The logic of his critique of the liberal economic orthodoxy prevailing in EU institutions and most of its member states, including Ireland, represents an implicit criticism of the Government’s approach.


Unilateral announcement
More critically there is a danger that the expression of strong views by the President on such matters could have implications for the Government's negotiating position with EU institutions and other member states on issues that are of vital importance for the country's economy.

Earlier this year Minister for Communications Pat Rabbitte made a unilateral announcement that Ireland would not be paying the money due on promissory notes this year. His intervention put a serious spanner in the delicate negotiations being conducted by Minister for Finance Michael Noonan with the ECB on the subject and Rabbitte had to be slapped down very quickly. Disowning the President if he says something counterproductive will not be as easy and could lead to a constitutional crisis.

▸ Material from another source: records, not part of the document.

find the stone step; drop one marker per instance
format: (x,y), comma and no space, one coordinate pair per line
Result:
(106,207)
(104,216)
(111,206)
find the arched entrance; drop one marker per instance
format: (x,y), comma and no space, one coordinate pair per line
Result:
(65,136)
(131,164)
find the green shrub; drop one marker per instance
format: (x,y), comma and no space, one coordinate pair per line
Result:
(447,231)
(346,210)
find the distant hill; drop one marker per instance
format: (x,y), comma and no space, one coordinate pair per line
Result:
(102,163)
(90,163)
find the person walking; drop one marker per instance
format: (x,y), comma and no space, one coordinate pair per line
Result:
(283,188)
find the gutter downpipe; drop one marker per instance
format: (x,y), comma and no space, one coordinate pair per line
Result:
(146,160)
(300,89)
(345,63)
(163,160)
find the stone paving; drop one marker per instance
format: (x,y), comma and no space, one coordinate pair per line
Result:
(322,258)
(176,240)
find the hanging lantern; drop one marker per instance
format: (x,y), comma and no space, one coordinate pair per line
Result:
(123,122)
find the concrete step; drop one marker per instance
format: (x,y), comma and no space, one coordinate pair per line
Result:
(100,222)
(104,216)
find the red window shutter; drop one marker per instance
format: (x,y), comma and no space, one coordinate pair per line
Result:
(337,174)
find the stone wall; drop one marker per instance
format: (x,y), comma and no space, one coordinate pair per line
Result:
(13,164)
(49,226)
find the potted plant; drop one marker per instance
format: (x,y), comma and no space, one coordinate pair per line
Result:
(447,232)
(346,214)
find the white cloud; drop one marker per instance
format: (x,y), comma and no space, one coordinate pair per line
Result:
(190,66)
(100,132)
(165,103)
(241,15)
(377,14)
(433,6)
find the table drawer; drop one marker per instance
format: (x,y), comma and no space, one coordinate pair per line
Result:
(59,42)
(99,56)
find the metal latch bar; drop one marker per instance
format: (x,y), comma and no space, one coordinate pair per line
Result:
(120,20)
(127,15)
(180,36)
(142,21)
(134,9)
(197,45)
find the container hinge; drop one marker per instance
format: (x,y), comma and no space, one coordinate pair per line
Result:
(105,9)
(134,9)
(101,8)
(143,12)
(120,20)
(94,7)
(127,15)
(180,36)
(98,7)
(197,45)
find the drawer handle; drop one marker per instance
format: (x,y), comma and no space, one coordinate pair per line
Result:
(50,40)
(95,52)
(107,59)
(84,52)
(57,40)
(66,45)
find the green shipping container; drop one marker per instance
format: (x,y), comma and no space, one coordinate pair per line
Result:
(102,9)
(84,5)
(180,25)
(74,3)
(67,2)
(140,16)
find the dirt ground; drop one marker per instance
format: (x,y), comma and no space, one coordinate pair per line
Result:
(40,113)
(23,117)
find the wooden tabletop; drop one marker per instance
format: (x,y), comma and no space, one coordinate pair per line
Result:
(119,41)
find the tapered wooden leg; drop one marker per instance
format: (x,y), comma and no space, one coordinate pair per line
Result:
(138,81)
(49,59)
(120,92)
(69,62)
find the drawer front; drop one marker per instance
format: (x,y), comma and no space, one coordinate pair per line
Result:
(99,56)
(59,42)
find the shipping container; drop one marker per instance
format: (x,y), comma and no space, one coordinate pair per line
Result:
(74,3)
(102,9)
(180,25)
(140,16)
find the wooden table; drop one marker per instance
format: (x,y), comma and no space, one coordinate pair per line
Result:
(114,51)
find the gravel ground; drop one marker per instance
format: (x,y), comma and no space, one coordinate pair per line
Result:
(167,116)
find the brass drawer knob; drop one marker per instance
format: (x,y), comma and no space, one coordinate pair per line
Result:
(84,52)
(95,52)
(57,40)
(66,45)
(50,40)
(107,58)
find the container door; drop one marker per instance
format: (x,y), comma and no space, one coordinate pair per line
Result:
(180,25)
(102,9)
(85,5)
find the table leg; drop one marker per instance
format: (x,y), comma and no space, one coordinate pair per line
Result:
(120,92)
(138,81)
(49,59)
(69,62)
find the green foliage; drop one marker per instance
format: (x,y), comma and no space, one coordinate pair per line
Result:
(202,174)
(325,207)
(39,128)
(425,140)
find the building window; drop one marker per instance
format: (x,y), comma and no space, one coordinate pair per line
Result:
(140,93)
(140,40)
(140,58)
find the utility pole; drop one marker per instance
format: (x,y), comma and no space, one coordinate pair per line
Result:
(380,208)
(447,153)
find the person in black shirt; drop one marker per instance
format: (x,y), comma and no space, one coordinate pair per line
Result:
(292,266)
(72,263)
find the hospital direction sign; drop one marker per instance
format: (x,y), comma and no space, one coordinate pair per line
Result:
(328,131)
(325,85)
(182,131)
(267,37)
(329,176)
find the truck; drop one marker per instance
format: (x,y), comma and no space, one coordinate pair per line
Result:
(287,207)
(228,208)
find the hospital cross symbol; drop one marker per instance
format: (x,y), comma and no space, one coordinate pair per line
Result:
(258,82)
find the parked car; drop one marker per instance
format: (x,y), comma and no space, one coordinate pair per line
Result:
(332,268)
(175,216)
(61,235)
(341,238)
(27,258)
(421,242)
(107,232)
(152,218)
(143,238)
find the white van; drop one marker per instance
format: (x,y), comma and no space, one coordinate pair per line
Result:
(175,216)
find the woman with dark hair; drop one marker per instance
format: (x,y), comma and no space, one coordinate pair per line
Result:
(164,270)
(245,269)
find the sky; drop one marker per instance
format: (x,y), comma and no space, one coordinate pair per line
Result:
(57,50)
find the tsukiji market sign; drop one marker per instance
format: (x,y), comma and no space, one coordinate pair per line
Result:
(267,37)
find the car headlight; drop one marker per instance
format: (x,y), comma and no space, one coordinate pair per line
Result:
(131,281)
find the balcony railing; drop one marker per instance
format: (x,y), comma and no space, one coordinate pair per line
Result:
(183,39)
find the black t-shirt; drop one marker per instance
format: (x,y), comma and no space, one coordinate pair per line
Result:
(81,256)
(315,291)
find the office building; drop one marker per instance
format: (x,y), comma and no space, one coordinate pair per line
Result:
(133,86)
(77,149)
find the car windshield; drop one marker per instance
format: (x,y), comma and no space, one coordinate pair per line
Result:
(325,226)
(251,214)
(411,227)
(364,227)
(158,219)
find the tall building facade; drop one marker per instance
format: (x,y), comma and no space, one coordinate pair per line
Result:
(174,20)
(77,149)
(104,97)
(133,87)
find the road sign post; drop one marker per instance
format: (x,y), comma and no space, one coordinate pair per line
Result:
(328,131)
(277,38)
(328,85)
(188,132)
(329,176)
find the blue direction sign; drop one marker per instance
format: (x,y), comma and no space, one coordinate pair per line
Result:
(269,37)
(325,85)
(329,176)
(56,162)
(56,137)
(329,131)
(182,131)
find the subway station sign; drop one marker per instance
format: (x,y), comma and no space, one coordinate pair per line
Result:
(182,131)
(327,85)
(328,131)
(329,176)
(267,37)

Higgins's latest intervention came in an interview with the Financial Times in which he said Europe faced a "moral crisis" and called on European leaders to undertake a radical rethink about how they are handling the economic crisis.

In the interview the President was repeating views he had articulated in a much more elaborate form to the European Parliament in Strasbourg last month and in a lengthy address at the Sorbonne in Paris in February.

Senior civil servants were reported to be concerned about the speeches delivered by the President on both occasions, believing they represented a foray outside his constitutional remit and into the political arena.

However, the Government was loath to intervene for two reasons: the first was that a public row with the President is the last thing it needs given the problems it faces; the second is that Higgins was articulating views that particularly appeal to the Labour Party, whose candidate he was in the 2011 election.

While there has been conflict between the government and the president in the past – most notably in the case of Cearbhall Ó Dálaigh in the 1970s and Mary Robinson in the 1990s, neither of those presidents went nearly as far in articulating alternative political positions to the government as President Higgins.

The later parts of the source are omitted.